INTRODUÇÃOA tríade sintomática composta por zumbido, perda auditiva e vertigem, em episódios paroxísticos, foi descrita por Prosper Ménière em 1861, junto à Academia Imperial de Medicina de Paris (Memoire sur des de l'oreille interne donnant lieu a des symptomes de congestion cerebrale apoplectiforme), a partir de um um grupo de pacientes diagnosticados como portadores de "congestão cerebral apoplectiforme"1. Pela primeira vez, sugeriu que o sistema auditivo era repentinamente afetado, com o surgimento de zumbido e diminuição da audição, e, sendo a orelha interna o local acometido, o aparecimento de vertigem, tontura e desequilíbrio, acompanhados por náusea, vômito e síncope, poderia ser explicado sem que houvesse envolvimento do sistema nervoso central.
Em 1874, Charcot2 denominou tal alteração como "Doença de Ménière". Depois das descrições histopatológicas de Hallpike e Cairns em 19383, a doença de Ménière é atualmente reconhecida como a expressão clínica de uma síndrome idiopática de hidropisia endolinfática.

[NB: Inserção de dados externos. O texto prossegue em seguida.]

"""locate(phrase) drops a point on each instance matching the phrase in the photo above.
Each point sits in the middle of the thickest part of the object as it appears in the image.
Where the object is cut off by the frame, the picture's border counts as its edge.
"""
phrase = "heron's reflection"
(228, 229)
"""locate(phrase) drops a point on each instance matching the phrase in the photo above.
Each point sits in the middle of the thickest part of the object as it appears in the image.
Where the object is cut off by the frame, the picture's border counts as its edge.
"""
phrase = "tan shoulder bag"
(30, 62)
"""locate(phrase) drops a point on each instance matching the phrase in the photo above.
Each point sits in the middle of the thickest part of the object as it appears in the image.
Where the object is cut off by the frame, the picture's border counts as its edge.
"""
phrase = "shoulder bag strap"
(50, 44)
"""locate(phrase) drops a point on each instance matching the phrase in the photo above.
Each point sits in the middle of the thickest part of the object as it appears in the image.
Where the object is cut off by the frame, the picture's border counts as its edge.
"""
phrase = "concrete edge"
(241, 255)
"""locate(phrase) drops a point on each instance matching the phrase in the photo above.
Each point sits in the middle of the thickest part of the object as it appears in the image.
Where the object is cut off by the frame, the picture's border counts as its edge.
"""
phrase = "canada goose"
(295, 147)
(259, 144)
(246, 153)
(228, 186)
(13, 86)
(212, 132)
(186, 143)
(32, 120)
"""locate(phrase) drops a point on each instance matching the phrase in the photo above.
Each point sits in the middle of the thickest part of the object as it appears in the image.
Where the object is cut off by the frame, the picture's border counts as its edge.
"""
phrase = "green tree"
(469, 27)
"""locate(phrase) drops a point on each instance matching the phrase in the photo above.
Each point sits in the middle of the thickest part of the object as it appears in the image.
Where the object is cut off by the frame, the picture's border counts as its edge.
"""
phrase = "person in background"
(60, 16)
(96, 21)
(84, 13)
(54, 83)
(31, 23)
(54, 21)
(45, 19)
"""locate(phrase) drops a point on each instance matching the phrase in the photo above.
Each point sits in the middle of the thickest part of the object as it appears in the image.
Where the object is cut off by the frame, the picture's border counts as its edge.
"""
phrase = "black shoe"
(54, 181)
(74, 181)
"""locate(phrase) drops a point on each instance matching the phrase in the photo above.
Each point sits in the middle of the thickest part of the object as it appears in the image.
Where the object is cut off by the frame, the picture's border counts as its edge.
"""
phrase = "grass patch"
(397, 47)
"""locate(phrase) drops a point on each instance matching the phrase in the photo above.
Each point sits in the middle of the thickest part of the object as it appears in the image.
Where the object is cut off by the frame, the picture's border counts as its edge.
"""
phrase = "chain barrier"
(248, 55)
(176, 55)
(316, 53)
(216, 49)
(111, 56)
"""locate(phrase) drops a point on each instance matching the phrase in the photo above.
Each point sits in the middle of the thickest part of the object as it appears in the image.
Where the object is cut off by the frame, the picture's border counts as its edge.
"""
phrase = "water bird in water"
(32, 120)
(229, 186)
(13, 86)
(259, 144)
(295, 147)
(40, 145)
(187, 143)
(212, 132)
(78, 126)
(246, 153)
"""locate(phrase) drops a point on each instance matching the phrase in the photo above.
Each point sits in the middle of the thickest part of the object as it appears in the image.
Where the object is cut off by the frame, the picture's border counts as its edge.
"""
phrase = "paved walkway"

A constatação definitiva da alteração fisiopatológica que caracteriza a doença só pode ser comprovada por estudo anatomopatológico de ossos temporais (post morten) e, portanto, o seu diagnóstico deve ser baseado em critérios clínicos bem definidos. Segundo o Comitê de Audição e Equilíbrio da Academia Americana de Otorrinolaringologia4, em 1995, a presença de hidropisia endolinfática pode ser inferida a partir da ocorrência de episódios espontâneos e recorrentes de vertigem, com duração mínima de 20 minutos, acompanhados por náusea, ânsia e/ou vômito, sem perda da consciência, com nistagmo horizonto-rotatório sempre presente, associados à perda de audição, plenitude aural e zumbido, no lado afetado.

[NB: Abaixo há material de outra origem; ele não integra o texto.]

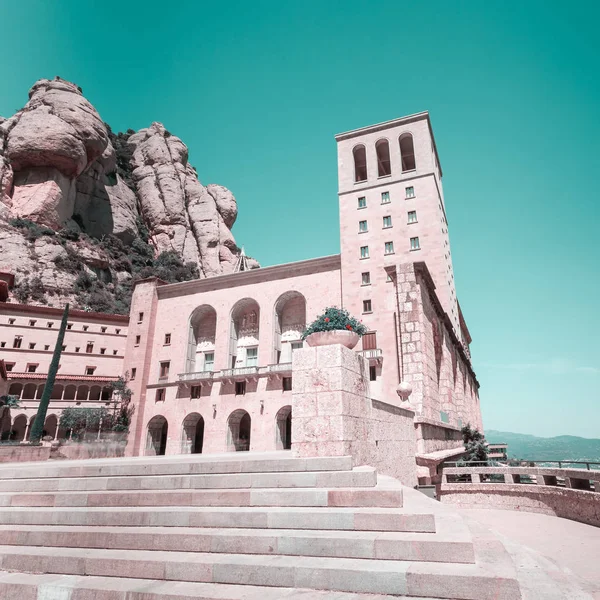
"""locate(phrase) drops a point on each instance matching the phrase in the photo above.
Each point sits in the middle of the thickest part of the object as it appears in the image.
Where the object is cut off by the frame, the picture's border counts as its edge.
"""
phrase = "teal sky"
(257, 91)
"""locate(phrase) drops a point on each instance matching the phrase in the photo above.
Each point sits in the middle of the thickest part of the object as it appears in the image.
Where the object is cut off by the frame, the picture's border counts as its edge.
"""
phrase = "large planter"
(329, 338)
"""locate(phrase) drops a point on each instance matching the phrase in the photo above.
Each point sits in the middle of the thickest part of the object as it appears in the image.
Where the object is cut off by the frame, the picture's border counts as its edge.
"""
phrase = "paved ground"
(571, 545)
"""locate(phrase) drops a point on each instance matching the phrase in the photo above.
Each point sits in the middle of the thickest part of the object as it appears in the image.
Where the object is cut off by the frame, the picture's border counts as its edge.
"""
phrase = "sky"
(257, 90)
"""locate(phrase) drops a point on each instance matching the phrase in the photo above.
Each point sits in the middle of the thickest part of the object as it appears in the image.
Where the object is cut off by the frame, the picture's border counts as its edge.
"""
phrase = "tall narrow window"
(382, 147)
(360, 163)
(407, 152)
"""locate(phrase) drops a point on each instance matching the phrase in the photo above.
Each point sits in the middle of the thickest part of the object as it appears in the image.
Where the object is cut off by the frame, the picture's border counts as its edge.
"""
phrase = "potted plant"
(334, 326)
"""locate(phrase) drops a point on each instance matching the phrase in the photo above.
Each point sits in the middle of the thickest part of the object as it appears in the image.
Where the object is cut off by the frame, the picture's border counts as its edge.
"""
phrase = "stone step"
(376, 497)
(466, 581)
(18, 586)
(358, 519)
(357, 477)
(428, 547)
(239, 462)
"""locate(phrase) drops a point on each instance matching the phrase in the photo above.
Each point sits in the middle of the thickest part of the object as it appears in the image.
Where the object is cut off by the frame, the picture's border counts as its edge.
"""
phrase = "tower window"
(382, 147)
(407, 152)
(360, 163)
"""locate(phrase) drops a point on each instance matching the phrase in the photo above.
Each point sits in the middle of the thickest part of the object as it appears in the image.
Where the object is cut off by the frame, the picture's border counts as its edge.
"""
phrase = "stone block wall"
(333, 414)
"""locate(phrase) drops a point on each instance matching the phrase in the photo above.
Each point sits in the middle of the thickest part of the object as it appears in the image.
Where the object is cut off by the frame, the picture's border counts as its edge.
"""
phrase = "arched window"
(360, 163)
(407, 152)
(384, 166)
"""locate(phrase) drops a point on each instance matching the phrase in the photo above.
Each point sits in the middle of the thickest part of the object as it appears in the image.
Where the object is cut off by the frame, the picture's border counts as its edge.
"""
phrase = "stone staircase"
(235, 526)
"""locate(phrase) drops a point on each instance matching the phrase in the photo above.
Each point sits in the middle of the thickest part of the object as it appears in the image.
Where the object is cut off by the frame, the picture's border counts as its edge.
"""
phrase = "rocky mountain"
(84, 211)
(530, 447)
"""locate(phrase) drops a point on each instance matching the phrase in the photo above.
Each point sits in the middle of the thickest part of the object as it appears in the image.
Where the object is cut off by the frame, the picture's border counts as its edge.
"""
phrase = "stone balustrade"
(570, 493)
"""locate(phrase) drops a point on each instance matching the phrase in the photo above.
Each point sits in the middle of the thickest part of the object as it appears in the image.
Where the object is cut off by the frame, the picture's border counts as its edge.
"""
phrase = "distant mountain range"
(530, 447)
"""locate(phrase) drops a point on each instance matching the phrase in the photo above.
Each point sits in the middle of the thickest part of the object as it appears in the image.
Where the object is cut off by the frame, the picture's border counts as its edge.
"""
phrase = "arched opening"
(201, 339)
(407, 152)
(283, 421)
(156, 442)
(238, 431)
(290, 322)
(19, 428)
(51, 426)
(244, 331)
(193, 434)
(384, 166)
(360, 163)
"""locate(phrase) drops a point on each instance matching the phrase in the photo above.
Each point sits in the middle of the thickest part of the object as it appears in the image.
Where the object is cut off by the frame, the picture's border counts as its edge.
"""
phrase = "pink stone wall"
(335, 416)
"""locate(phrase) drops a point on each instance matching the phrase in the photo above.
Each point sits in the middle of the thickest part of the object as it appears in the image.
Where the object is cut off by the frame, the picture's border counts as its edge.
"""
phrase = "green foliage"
(32, 231)
(335, 319)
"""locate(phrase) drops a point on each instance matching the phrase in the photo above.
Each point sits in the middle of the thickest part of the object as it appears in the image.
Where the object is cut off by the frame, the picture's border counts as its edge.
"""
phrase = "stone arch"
(239, 427)
(201, 339)
(156, 440)
(283, 429)
(289, 322)
(192, 434)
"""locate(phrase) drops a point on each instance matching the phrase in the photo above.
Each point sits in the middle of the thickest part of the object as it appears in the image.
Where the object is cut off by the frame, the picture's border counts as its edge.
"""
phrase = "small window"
(164, 369)
(372, 373)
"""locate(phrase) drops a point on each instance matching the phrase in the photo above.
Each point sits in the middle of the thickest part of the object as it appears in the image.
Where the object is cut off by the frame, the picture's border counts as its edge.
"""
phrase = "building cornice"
(293, 269)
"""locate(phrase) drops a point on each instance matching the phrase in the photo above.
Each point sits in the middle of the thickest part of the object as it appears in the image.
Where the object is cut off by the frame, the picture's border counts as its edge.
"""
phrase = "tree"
(40, 418)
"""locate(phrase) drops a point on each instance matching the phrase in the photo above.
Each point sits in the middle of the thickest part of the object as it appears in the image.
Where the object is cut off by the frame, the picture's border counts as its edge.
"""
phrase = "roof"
(57, 312)
(61, 377)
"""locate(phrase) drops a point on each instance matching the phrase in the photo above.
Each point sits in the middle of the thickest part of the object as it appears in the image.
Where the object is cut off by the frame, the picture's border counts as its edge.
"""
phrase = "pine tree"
(40, 418)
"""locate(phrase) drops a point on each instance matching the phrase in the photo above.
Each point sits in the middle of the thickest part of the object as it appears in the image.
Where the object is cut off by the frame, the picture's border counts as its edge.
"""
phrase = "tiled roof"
(61, 377)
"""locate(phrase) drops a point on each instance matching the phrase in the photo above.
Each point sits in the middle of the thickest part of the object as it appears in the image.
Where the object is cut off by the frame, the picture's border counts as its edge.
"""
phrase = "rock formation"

A vertigem postural paroxística benigna (VPPB) caracteriza-se por episódios paroxísticos de vertigens súbitas e fugazes que surgem quando a cabeça do paciente é colocada em uma determinada posição. É uma condição que pode aparecer isoladamente ou associar-se a outras doenças labirínticas, normalmente desencadeando e/ou exarcebando uma crise vertiginosa5. O diagnóstico da VPPB baseia-se na história clínica e no exame físico, uma vez que a vertigem e o nistagmo podem ser reproduzidos no consultório ao movimentar-se a cabeça do paciente para a posição de Hallpike. O nistagmo aparece sempre após um período de latência de aproximadamente 5 segundos, sendo normalmente rotatório ou horizonto-rotatório, fatigável e revertendo de direção quando o paciente reassume a posição ortostática, quando do acometimento dos canais semicirculares posteriores; sendo horizontal quando do acometimento dos canais semicirculares laterais; e sendo vertical e inferior quando do acometimento dos canais semicirculares superiores.

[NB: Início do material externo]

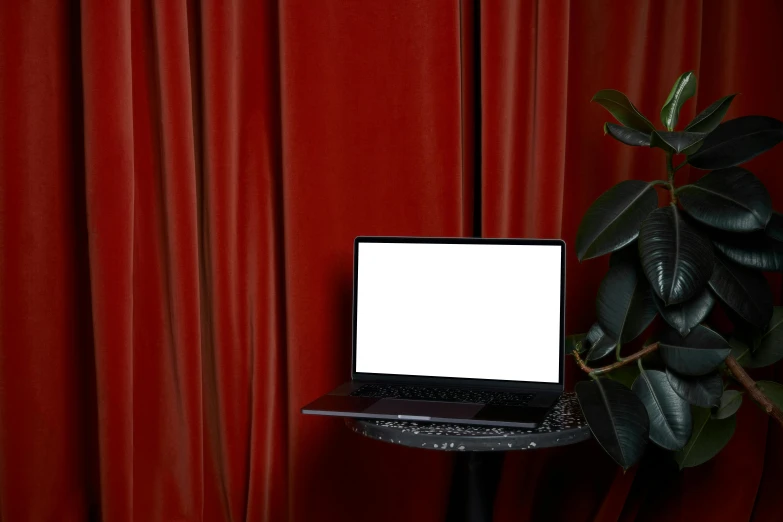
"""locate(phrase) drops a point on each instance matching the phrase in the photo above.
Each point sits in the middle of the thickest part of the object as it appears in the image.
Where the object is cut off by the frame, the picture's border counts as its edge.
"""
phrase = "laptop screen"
(462, 310)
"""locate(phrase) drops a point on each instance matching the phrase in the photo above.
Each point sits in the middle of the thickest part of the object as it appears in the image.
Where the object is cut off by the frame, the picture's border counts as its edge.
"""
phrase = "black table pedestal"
(479, 450)
(474, 485)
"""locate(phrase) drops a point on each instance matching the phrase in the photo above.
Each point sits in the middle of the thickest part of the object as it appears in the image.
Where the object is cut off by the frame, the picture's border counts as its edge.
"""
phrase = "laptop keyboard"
(442, 394)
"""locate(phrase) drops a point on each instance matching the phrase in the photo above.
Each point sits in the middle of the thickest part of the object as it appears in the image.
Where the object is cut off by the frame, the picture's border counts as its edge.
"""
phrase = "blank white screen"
(459, 310)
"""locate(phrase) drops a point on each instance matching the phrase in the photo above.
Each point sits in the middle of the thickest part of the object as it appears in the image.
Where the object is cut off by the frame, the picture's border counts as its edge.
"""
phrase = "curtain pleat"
(180, 186)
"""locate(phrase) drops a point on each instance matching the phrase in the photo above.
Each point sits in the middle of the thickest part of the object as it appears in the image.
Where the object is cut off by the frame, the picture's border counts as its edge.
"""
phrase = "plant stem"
(670, 172)
(745, 380)
(737, 371)
(605, 369)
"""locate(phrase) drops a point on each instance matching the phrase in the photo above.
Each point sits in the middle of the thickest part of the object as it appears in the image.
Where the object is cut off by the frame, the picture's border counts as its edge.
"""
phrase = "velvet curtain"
(180, 183)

A vertigem postural associada à doença de Ménière já vem sendo descrita na literatura2,5,6,7,8,9. Paparella10, em 1984, já acreditava que a hidropisia na parte anterior do labirinto, ou seja, no ducto coclear e sáculo, era o achado fisiológico mais importante na doença de Ménière. Segundo este autor, na maioria dos casos havia uma ruptura na membrana de Reissner e o sáculo poderia se distender até os limites dos canais semi-circulares. O sáculo distendido serviria como reservatório de endolinfa e, esta distensão, por sua vez, poderia gerar a vertigem, inclusive a vertigem posicional. Outra possibilidade seria a ocorrência de alterações da composição da endolinfa, especialmente pela contaminação entre a endolinfa e a perilinfa, favorecendo a formação de sedimento endolinfático que determinaria o aparecimento da vertigem postural9,11,12.
Além disso, a própria hidropsia poderia causar lesão na mácula utricular, causando deslocamento das otocônias.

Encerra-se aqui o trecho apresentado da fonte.